«Отцовская вермишель» оказалась фигурой речи и идеей – рецептом, как смешать искусство и жизнь. В «Западне» изображена не только мать Лантье, но и его отец. Огюст Лантье носит характерную черную фетровую шляпу. Он невысокого роста, смуглый, красивый. Он любит поесть, хотя отнюдь не гурман. У него есть фирменное блюдо. «Любимейшим блюдом Лантье был суп из вермишели, чрезвычайно густой. В этот суп он вливал полбутылки прованского масла. Только он, да еще Жервеза и могли есть этот суп; остальные, коренные парижане, отважившись однажды попробовать его, поплатились жестоким расстройством желудка». Суп, как и кушак, – не случайные атрибуты. Провансальцы способны переварить родное масло, парижане – нет. «Заварить кашу» можно и на обычной кухне. Некоторых этот процесс увлекает. Через год с небольшим после выхода романа Сезанн писал Золя из Эстака: «Я получил твое письмо как раз в ту минуту, когда готовил суп из вермишели с оливковым маслом, любимое блюдо Лантье»{334}. Отцовская вермишель превратилась в шутку, понятную только им двоим. Упоминание Клода Лантье лишний раз подтверждает, что Сезанн легко узнавал и принимал свои вымышленные «я» вместе с их семействами. И даже заимствовал у них рецепты.
На самом деле ни Гомар, ни Ньюверкерке не победили Сезанна. Для Салона 1870 года он готовил нечто совершенно новое. В тот памятный год он представил большую лежащую обнаженную (картина утрачена, предположительно уничтожена), подозрительно похожую на постаревшую Олимпию, – настоящий вызов! Видимо, некоторое время картина принадлежала Гогену, страстному коллекционеру и подражателю Сезанна, который мог приобрести ее у хозяина лавки художественных принадлежностей, приторговывавшего картинами, – «Папаши» Жюльена Танги, героического персонажа, который на свой скромный лад морально поддерживал терпящего нападки художника и служил ему реальной опорой. Коллекция Гогена стала ядром выставки импрессионистов в Копенгагене в 1889 году.

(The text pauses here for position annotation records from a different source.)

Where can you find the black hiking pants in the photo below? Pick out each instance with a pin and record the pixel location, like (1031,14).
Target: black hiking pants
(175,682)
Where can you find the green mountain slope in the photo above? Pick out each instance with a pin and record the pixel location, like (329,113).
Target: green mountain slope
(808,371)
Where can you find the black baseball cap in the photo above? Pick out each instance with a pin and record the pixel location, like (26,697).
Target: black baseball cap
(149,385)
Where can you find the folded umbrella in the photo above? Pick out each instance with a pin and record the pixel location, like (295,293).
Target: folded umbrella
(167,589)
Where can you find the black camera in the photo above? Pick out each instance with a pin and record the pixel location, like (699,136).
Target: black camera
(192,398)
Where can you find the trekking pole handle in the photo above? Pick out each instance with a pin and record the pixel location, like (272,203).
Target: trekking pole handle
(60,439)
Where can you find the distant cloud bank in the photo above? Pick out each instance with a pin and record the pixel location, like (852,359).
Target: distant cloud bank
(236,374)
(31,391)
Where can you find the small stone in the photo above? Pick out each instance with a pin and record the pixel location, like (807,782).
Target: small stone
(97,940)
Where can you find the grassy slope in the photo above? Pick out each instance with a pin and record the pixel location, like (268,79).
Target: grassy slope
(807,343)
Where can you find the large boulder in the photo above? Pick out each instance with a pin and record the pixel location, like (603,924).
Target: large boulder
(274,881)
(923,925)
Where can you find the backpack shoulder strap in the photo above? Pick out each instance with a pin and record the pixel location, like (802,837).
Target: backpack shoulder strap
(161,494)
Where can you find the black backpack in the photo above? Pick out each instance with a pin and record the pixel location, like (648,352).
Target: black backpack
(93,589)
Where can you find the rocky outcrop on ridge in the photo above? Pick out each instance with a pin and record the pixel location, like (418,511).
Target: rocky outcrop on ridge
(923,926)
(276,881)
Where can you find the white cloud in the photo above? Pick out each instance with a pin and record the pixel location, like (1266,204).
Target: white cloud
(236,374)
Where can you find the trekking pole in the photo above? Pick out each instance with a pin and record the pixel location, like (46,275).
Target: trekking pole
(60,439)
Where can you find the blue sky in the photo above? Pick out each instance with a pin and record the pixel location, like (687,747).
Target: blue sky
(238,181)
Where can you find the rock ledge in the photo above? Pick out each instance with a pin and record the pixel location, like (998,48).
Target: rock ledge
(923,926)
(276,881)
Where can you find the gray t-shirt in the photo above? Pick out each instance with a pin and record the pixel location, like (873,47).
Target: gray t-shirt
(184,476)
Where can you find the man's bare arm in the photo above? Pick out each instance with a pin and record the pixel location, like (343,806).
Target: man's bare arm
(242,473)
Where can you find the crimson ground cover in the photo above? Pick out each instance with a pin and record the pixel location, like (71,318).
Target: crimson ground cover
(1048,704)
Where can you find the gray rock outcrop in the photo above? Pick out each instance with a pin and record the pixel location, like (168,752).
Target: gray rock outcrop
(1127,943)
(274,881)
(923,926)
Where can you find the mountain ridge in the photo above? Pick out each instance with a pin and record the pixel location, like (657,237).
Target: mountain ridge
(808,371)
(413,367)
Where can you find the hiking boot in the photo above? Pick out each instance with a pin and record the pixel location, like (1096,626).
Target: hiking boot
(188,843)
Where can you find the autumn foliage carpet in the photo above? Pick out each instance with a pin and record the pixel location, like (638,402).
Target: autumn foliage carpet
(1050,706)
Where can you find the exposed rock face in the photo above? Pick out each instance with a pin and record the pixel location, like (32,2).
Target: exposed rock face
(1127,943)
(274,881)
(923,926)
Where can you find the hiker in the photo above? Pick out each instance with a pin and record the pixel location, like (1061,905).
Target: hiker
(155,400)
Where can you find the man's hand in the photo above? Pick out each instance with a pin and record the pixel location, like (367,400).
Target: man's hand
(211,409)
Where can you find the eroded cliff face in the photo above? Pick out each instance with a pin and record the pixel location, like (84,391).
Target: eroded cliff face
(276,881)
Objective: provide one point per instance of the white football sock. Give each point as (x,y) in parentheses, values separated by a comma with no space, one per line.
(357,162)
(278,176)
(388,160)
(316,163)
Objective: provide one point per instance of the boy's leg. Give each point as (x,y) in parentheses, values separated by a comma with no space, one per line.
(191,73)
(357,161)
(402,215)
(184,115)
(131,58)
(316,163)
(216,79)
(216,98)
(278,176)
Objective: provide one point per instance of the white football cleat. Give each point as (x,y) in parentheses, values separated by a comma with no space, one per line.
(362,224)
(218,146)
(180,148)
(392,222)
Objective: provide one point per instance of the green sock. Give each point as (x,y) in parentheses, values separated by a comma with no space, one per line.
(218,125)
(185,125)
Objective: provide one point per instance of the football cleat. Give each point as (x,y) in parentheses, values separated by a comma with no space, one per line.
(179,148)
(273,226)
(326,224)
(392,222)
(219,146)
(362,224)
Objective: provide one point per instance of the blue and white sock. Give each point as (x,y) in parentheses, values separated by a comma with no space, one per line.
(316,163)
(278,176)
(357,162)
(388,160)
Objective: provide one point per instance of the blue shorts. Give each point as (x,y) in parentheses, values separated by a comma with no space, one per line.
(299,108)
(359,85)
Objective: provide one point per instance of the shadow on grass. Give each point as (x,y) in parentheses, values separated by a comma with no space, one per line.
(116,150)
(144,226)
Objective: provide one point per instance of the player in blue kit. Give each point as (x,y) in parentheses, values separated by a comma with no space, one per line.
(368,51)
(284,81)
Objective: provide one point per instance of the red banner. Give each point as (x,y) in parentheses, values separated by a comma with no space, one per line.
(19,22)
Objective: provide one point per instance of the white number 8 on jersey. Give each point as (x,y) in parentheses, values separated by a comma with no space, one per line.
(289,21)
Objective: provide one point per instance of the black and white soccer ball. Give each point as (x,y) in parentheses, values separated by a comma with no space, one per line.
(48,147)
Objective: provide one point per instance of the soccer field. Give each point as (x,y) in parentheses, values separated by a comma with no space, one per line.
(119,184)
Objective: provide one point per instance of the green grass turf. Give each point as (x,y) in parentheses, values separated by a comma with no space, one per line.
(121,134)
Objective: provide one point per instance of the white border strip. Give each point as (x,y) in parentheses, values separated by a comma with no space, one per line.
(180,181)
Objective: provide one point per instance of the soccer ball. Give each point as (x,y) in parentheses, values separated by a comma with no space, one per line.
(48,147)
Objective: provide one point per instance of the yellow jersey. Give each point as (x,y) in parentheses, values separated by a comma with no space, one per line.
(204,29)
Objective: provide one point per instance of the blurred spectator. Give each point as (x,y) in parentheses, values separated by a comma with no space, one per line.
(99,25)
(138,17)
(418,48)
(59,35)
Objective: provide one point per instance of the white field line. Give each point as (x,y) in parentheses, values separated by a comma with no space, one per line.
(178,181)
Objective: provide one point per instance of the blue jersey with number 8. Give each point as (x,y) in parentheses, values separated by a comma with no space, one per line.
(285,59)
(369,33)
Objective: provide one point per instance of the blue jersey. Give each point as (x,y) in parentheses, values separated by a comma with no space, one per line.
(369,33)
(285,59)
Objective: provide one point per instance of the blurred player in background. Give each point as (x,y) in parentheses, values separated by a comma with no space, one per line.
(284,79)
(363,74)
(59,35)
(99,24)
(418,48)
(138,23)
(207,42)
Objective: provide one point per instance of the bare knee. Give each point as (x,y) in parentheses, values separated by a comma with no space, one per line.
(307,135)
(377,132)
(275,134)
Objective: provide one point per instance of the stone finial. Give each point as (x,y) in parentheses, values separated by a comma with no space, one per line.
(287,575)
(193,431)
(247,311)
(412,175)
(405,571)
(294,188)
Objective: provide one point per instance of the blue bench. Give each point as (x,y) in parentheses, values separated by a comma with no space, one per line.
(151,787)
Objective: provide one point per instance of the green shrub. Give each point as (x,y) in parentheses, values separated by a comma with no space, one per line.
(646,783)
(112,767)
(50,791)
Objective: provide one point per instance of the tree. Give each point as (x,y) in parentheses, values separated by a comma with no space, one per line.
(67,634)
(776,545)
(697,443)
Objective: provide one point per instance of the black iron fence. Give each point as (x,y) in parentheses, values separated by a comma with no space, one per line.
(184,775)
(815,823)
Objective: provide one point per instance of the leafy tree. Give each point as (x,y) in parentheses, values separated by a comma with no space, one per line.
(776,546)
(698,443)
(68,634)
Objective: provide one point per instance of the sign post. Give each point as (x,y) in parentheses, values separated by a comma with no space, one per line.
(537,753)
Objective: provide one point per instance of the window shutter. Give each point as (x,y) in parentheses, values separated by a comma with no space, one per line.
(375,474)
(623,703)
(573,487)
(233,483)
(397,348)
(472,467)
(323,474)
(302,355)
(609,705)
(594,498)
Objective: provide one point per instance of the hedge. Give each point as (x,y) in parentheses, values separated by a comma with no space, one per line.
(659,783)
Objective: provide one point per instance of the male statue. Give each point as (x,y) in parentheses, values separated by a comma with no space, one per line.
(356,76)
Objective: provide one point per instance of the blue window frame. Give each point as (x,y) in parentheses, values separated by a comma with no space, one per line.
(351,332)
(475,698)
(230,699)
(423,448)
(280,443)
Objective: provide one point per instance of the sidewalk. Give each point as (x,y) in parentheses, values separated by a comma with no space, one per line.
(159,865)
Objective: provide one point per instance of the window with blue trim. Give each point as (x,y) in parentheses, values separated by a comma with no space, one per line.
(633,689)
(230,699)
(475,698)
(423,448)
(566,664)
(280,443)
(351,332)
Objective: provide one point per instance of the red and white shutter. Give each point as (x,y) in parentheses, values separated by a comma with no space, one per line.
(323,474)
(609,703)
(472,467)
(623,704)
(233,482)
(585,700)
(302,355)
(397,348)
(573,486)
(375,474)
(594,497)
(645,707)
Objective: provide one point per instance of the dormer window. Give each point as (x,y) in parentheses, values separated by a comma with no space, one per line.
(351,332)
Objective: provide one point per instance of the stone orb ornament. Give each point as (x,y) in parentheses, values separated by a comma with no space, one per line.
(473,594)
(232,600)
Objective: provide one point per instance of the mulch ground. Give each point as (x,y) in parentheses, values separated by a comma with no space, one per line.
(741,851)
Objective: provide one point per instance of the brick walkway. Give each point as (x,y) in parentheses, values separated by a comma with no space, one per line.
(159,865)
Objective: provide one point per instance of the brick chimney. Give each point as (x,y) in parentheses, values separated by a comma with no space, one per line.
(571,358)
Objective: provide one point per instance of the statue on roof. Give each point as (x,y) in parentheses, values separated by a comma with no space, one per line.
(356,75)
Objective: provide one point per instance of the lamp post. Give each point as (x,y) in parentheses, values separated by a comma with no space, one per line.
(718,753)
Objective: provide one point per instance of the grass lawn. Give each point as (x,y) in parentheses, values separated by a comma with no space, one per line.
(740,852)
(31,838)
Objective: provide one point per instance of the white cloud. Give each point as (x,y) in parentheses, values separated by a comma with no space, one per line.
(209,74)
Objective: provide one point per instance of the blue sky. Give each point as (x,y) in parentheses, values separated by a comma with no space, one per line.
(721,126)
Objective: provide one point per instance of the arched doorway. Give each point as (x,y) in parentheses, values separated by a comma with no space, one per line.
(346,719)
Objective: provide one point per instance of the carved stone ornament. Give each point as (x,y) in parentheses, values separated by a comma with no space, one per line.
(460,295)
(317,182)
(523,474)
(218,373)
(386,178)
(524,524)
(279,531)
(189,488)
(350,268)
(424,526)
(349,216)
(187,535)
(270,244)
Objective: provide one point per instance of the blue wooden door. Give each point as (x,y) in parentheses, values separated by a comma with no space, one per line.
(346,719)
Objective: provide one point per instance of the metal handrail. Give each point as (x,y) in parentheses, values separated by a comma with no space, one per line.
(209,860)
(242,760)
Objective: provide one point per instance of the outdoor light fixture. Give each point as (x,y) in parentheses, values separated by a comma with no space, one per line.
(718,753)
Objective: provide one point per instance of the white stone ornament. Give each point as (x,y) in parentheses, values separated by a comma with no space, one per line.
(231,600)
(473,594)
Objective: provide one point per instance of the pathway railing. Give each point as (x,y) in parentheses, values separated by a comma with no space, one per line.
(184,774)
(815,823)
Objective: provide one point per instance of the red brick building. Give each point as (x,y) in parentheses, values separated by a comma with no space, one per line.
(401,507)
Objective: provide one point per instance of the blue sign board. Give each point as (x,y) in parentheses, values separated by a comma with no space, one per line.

По этому случаю один датский критик высказался о лежащей обнаженной Сезанна:
Большое полотно с фигурой пожилой обнаженной женщины, которая у Сезанна превосходит натуральную величину, не было представлено на выставке из уважения к высокой нравственности жителей Копенгагена. Не сказать, что вещь эта чем-то привлекательна или особо хороша, так что ее отсутствие – не потеря. На ослепительно-белых простынях немолодая женщина демонстрирует увядшие следы своих былых прелестей, сжимая в руке сложенный веер; выцветшая алая драпировка брошена на стул; в углу на черной стене висит миниатюра, в которой безошибочно узнается оригинал «эпинальской картинки» [так назывались пользовавшиеся популярностью печатные листы с яркими иллюстрациями]. Фигура написана красками, напоминающими осадок прокисшего кларета, светлые участки – белые, как мел; общая гамма картины не более привлекательна, чем изображенное на ней существо. Привлекает в этой живописи только мазок, который своей яростной энергией и резкими вихреобразными очертаниями стремится передать величие и силу руки художника… как у Франца Хальса… и у многих старых испанских мастеров. Прообраз картины ясен. И гамма, и трактовка следуют образцу Мане, как в его собственных работах прослеживаются… черты Риберы, Эль Греко и Гойи{335}.
Рукой истинного мастера написано и другое предложенное Сезанном полотно: «Портрет художника Ашиля Амперера» (цв. ил. 23), самая дерзкая вещь, когда-либо выходившая из его мастерской.